日本の道路では異彩を放つデザインのヒョンデINSTER。フロントフェイス上部のピクセルグラフィックはターンシグナル、ヘッドライトは円形のデイタイムランニングライトの中にLEDが組み込まれている

5ナンバーの小さくて広いBEV

 韓国のヒョンデは現在、KONAとIONIQ5の2種類の電気自動車(BEV)を販売していますが、4月10日から新たにINSTER(インスター)の販売を開始しました。

 このクルマの最大の魅力は“5ナンバーサイズ”のボディ寸法にあります。“5ナンバーサイズ”とは全長4700mm以下、全幅1700mm以下、全高2000mm以下と定められており、INSTERは全長3830mm、全幅1610mm、全高1615mmで、規定内にすっぽり収まっています。ボディが小さいと、自動的に室内も狭くなってしまうのではないかと想像されるかもしれません。しかしINSTERのもうひとつの魅力は、BEVならではのパッケージを最大限に活かした余裕あるキャビンスペースにあります。

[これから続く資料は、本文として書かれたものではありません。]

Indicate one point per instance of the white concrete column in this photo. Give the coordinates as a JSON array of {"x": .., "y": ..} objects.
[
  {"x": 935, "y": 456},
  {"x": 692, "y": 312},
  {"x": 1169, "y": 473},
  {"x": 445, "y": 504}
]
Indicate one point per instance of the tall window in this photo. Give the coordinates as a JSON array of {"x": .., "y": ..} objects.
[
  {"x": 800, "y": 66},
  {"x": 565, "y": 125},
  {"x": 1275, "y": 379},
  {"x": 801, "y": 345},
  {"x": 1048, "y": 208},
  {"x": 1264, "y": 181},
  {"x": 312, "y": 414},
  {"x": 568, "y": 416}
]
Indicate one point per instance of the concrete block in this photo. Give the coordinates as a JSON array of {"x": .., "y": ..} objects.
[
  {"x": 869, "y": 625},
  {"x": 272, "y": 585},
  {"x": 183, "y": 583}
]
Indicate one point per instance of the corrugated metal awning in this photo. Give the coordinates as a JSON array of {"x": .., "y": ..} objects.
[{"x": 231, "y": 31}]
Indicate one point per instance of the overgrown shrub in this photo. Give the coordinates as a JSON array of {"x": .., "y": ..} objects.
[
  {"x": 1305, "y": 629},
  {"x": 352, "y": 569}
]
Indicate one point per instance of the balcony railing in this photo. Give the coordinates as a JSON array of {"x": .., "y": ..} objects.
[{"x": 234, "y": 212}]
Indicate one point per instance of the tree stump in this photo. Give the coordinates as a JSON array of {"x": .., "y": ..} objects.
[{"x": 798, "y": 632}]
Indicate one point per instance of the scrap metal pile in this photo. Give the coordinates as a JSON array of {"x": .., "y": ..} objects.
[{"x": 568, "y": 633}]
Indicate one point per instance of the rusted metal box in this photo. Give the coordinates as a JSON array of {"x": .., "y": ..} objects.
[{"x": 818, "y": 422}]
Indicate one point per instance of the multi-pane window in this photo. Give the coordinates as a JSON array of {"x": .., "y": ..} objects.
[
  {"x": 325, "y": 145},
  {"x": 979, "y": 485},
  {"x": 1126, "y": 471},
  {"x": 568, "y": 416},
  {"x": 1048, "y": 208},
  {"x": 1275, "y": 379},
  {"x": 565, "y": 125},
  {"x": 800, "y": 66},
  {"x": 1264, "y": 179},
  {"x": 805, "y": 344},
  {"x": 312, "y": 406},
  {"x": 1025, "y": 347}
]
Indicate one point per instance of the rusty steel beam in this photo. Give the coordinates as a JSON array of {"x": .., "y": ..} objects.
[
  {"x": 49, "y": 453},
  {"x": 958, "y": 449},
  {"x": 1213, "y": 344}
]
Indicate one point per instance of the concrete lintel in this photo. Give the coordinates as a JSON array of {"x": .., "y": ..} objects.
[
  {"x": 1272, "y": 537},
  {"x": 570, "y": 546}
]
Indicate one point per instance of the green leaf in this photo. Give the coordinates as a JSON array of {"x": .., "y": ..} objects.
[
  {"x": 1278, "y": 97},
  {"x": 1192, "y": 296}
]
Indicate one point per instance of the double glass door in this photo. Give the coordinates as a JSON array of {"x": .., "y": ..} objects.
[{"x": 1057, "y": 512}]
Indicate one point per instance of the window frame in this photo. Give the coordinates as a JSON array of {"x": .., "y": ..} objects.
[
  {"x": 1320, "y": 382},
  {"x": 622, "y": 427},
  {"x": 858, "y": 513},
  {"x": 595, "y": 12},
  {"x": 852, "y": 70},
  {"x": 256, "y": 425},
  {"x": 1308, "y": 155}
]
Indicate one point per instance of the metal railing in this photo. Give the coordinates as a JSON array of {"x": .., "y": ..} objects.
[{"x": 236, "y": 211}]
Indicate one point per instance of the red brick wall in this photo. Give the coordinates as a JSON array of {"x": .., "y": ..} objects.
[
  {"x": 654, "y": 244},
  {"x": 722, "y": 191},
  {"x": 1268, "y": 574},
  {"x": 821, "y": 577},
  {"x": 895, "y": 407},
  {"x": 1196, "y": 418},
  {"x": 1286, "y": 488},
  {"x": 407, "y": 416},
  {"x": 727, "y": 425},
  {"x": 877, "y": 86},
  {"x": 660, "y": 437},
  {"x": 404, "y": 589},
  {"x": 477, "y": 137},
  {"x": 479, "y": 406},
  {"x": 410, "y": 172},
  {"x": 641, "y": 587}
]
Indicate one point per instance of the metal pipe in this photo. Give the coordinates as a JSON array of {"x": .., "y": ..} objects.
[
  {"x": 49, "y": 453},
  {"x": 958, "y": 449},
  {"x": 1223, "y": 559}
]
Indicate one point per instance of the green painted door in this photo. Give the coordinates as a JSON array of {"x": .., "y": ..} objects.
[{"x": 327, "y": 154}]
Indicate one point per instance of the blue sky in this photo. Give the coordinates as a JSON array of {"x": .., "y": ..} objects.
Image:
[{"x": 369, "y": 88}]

乗車定員を4名と割り切ることで、どこに座っても同等の快適性が得られるようにしたという。後席は前後とリクライニングの調整が可能

 エンジン搭載車とBEVを比べると、エンジン搭載車にあってBEVにはないものがいくつかあって、排気系もそのひとつです。排気系とは、爆発を繰り返すエンジンから放出される排気ガスを触媒である程度まで浄化した後にリヤのマフラーから排出する構造の総称で、爆発をしないBEVにはこれらが必要ありません。そうなると、まずエンジンルームが小さくできるし、床下に排気管や触媒を通すスペースを確保しなくて済みます。

前席のバックレストはフォールディング機構が備わっているので、長尺物も積み込める

 全長が決まっている場合、エンジンルームが小さくできれば、その分を室内スペースに充てることができるし、排気管の代わりに床下バッテリーが置けるだけでなく、室内側のフロアを平らにすることもできます。こうしたBEVならではのパッケージの優位性が、INSTERの室内にはおおいに反映されているのです。

荷室容量は280リットルとされている(VDA法に基づく自社測定値)

 また、前後のオーバーハングを必要最低限まで短くし、真上から見るとタイヤがボディの4隅に配置されています。こうすることで、タイヤがエンジンルームや室内側に干渉することを可能な限り抑えると同時に、クルマの直進安定性の向上や横風に強いふんばりも実現しています。

 実際、試乗当日は強風が吹いていましたが、橫浜のベイブリッジでもステアリングが取られることなく、安定した走行を続けることができました。

 フロアが平らになりセンターコンソールを最小化したことにより、運転席と助手席のウォークスルーを実現。後席は前後方向にスライドが可能で、1番後ろまで下げると広大な足元スペースが現れます。

 Aピラーが最近のクルマにしては寝ていないのでフロントドアの開口部が広く、乗降性に優れているのもこのクルマの特徴のひとつと言えるでしょう。